Competing with each other, eight of the states accounted for over 60 per cent of the country’s economic activity, five for 70 per cent of all the exports, and five attracted 71 per cent of FDI inflows 2000-2017, the Indian government reported. India’s $3.75 trillion GDP, the world’s fifth largest, is driven by the exertions of its central and sub-national units.
Nigeria’s states should similarly have economic plans, each setting out targets for growth in agriculture, mining, SMEs, manufacturing, exports, ICT, tax revenues, investment, and job creation. They should align sector-specific programmes with national and regional ones.
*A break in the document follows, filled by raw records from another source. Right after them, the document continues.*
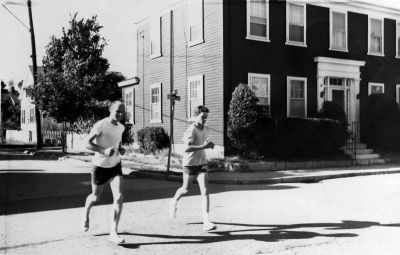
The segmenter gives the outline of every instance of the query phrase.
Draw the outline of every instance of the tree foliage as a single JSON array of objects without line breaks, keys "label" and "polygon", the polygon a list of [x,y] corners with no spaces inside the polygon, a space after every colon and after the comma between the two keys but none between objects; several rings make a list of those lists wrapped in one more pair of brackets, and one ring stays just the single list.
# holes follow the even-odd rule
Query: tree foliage
[{"label": "tree foliage", "polygon": [[[10,86],[14,85],[13,81],[9,82]],[[19,130],[20,117],[21,117],[21,105],[18,101],[19,93],[11,87],[11,91],[6,89],[6,84],[1,81],[1,118],[2,118],[2,128]]]},{"label": "tree foliage", "polygon": [[239,84],[232,93],[228,111],[228,137],[233,153],[257,157],[257,97],[246,85]]},{"label": "tree foliage", "polygon": [[98,112],[104,109],[101,102],[120,98],[117,82],[124,77],[108,72],[108,60],[102,57],[107,43],[100,35],[101,28],[96,16],[78,20],[75,14],[69,28],[62,29],[62,36],[52,36],[46,46],[43,74],[27,93],[58,122],[98,120],[102,115]]}]

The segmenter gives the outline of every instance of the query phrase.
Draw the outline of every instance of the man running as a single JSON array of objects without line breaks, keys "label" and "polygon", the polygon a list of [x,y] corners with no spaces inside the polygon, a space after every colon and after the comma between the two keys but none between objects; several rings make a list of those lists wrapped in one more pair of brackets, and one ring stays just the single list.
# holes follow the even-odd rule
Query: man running
[{"label": "man running", "polygon": [[183,137],[185,146],[185,153],[182,158],[183,184],[176,191],[169,208],[170,216],[175,218],[179,199],[188,193],[193,178],[196,177],[201,193],[204,231],[216,229],[216,226],[209,219],[210,199],[207,188],[208,175],[205,149],[213,149],[214,143],[208,139],[208,128],[205,126],[208,113],[208,108],[203,105],[196,107],[193,112],[195,122],[188,127]]},{"label": "man running", "polygon": [[125,127],[119,121],[125,115],[125,105],[121,101],[114,101],[109,108],[110,115],[98,121],[90,131],[87,149],[95,152],[92,160],[91,172],[92,193],[86,198],[82,216],[82,230],[89,230],[89,214],[92,206],[99,200],[104,185],[110,183],[113,205],[111,209],[111,228],[108,239],[116,244],[125,240],[118,236],[117,228],[122,211],[122,167],[121,156],[125,149],[121,146],[122,133]]}]

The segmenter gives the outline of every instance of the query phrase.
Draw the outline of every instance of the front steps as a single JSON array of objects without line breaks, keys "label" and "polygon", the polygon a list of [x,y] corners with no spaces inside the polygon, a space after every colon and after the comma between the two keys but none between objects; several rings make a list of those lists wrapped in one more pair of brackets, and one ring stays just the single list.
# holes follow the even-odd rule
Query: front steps
[{"label": "front steps", "polygon": [[357,143],[355,149],[345,148],[344,154],[357,161],[359,165],[385,164],[386,160],[381,158],[373,149],[368,149],[366,144]]}]

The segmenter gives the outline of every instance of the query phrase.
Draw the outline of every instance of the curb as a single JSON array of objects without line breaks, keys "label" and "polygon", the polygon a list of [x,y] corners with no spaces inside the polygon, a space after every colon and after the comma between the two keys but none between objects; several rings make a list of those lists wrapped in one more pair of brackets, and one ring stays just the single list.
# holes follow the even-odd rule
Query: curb
[{"label": "curb", "polygon": [[[209,179],[210,184],[227,184],[227,185],[250,185],[250,184],[279,184],[279,183],[317,183],[323,180],[348,178],[356,176],[381,175],[381,174],[397,174],[400,170],[383,170],[383,171],[368,171],[368,172],[351,172],[341,174],[327,175],[311,175],[311,176],[294,176],[282,178],[266,178],[266,179]],[[157,180],[166,180],[181,182],[182,177],[176,174],[169,175],[168,179],[165,172],[153,171],[137,171],[125,175],[127,178],[153,178]]]}]

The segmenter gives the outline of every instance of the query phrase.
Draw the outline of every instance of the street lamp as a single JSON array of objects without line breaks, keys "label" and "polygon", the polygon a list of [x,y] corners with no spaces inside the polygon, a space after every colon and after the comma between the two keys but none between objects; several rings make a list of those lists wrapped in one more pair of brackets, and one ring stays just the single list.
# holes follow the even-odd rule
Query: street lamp
[{"label": "street lamp", "polygon": [[[33,29],[33,18],[32,18],[32,1],[27,0],[28,13],[29,13],[29,32],[31,34],[31,45],[32,45],[32,73],[33,73],[33,86],[37,85],[37,62],[36,62],[36,44],[35,44],[35,30]],[[7,1],[6,4],[14,4],[20,5],[18,2]],[[9,11],[19,22],[21,22],[7,7],[3,4],[3,7]],[[21,22],[22,25],[27,27],[24,23]],[[38,149],[43,147],[42,141],[42,130],[41,130],[41,119],[40,119],[40,111],[37,105],[35,104],[35,118],[36,118],[36,138]]]}]

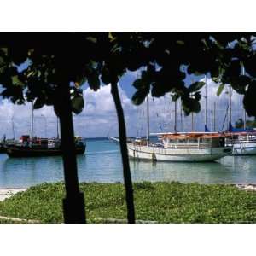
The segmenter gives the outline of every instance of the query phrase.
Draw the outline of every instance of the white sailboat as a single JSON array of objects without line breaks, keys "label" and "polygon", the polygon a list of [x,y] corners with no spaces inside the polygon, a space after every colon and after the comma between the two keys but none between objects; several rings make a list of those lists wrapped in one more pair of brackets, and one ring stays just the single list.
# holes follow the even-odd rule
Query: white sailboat
[{"label": "white sailboat", "polygon": [[134,140],[127,143],[131,158],[153,161],[206,162],[230,154],[231,147],[224,145],[224,135],[218,132],[177,132],[177,114],[175,132],[152,134],[159,137],[160,143],[150,143],[148,96],[147,108],[147,139]]},{"label": "white sailboat", "polygon": [[[244,68],[242,68],[244,75]],[[226,139],[226,145],[232,147],[233,154],[256,154],[256,130],[246,128],[246,111],[244,110],[244,127],[237,129],[232,127],[232,106],[231,106],[231,87],[230,85],[230,123]]]}]

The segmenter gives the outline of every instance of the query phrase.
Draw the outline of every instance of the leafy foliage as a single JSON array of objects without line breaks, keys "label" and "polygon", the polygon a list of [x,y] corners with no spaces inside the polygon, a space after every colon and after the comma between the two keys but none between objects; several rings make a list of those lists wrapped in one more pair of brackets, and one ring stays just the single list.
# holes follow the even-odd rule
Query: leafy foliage
[{"label": "leafy foliage", "polygon": [[[24,102],[26,96],[36,100],[36,108],[55,106],[57,89],[64,81],[77,86],[87,81],[96,90],[101,83],[117,82],[128,70],[141,70],[133,83],[135,104],[141,104],[149,91],[155,97],[177,94],[189,114],[200,109],[203,84],[196,81],[187,88],[187,73],[210,74],[214,81],[230,84],[244,94],[248,114],[255,115],[251,93],[254,93],[256,53],[252,36],[255,34],[9,33],[0,40],[0,83],[5,88],[2,95],[15,103]],[[16,67],[24,62],[29,64],[19,72]],[[74,98],[73,112],[79,113],[84,105],[81,97]]]},{"label": "leafy foliage", "polygon": [[[125,218],[120,183],[81,183],[90,222],[96,218]],[[137,219],[158,223],[255,223],[256,194],[232,185],[134,183]],[[0,202],[0,215],[42,223],[63,221],[63,183],[32,187]]]}]

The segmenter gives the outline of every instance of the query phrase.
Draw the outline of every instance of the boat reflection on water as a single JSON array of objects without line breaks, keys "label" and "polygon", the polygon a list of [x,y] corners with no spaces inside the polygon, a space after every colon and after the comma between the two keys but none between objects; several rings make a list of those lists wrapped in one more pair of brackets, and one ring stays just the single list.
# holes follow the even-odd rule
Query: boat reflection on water
[{"label": "boat reflection on water", "polygon": [[[232,157],[231,157],[232,158]],[[130,161],[134,181],[177,181],[180,183],[234,183],[233,166],[222,162],[170,163]]]}]

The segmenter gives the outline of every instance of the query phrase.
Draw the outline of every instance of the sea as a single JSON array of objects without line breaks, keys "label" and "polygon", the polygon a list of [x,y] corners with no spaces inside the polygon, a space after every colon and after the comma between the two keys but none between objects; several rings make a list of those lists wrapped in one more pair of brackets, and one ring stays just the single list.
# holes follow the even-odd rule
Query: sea
[{"label": "sea", "polygon": [[[119,145],[108,138],[88,138],[86,144],[85,154],[77,157],[79,182],[123,183]],[[131,160],[130,166],[134,182],[256,183],[256,155],[226,156],[208,163]],[[27,188],[63,180],[61,156],[9,158],[0,154],[0,189]]]}]

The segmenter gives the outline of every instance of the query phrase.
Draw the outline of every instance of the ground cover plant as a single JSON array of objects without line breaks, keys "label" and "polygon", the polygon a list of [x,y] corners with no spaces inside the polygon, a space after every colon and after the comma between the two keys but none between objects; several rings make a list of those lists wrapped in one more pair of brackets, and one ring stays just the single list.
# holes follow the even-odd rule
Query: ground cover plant
[{"label": "ground cover plant", "polygon": [[[89,223],[125,219],[125,197],[121,183],[80,183],[80,190],[85,192]],[[40,223],[62,223],[64,193],[62,183],[31,187],[0,202],[0,215]],[[134,195],[137,220],[256,223],[256,193],[240,190],[233,185],[135,183]]]}]

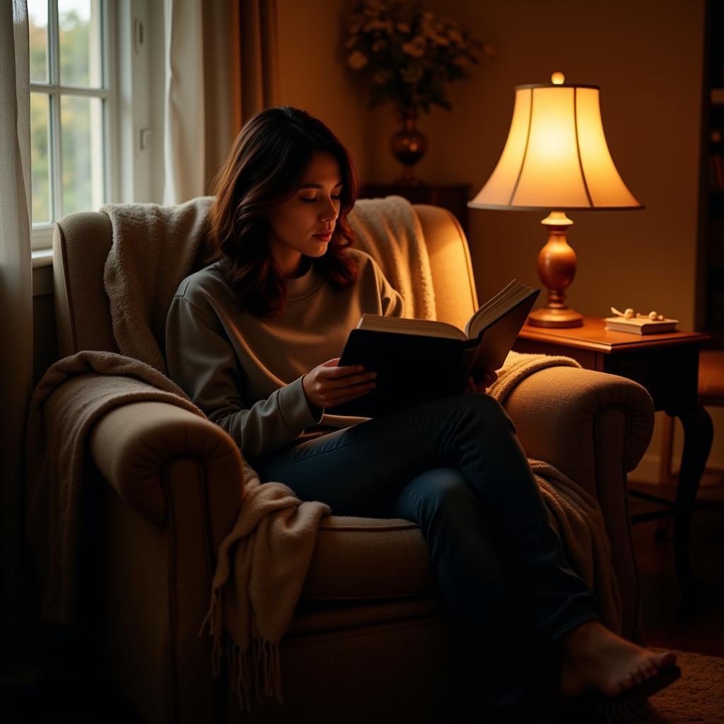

Many governors, past and present, are corrupt, wasteful, incompetent, and lack vision. The 36 states and the FCT, by March end, owed N49.85 trillion of the total outstanding national debt of N108.29 trillion, according to the Debt Management Office. There is little to show for it and the huge sums drawn over the years from the FA, except for the stupendous personal fortunes of most of them.
The current governors should change the narrative, assemble teams of seasoned, incorruptible technocrats, map out comprehensive economic and social programmes, and exploit all resources, material, and human, in their states to reverse Nigeria’s poverty trajectory.
Like Australia’s, Germany’s and India’s states, Canada’s provinces, and Switzerland’s cantons, they should devise business-friendly policies, invest heavily in rural infrastructure, education, health, and water supply/sanitation to attract domestic and foreign investment in agriculture, mining, manufacturing, ICT, services, and transportation.
They should drastically cut down the size and cost of governance, beginning with the cabinet, and the public service.
The times call for sacrifice by leadership, vision, and a culture of selfless service. The governors should rise to the challenge.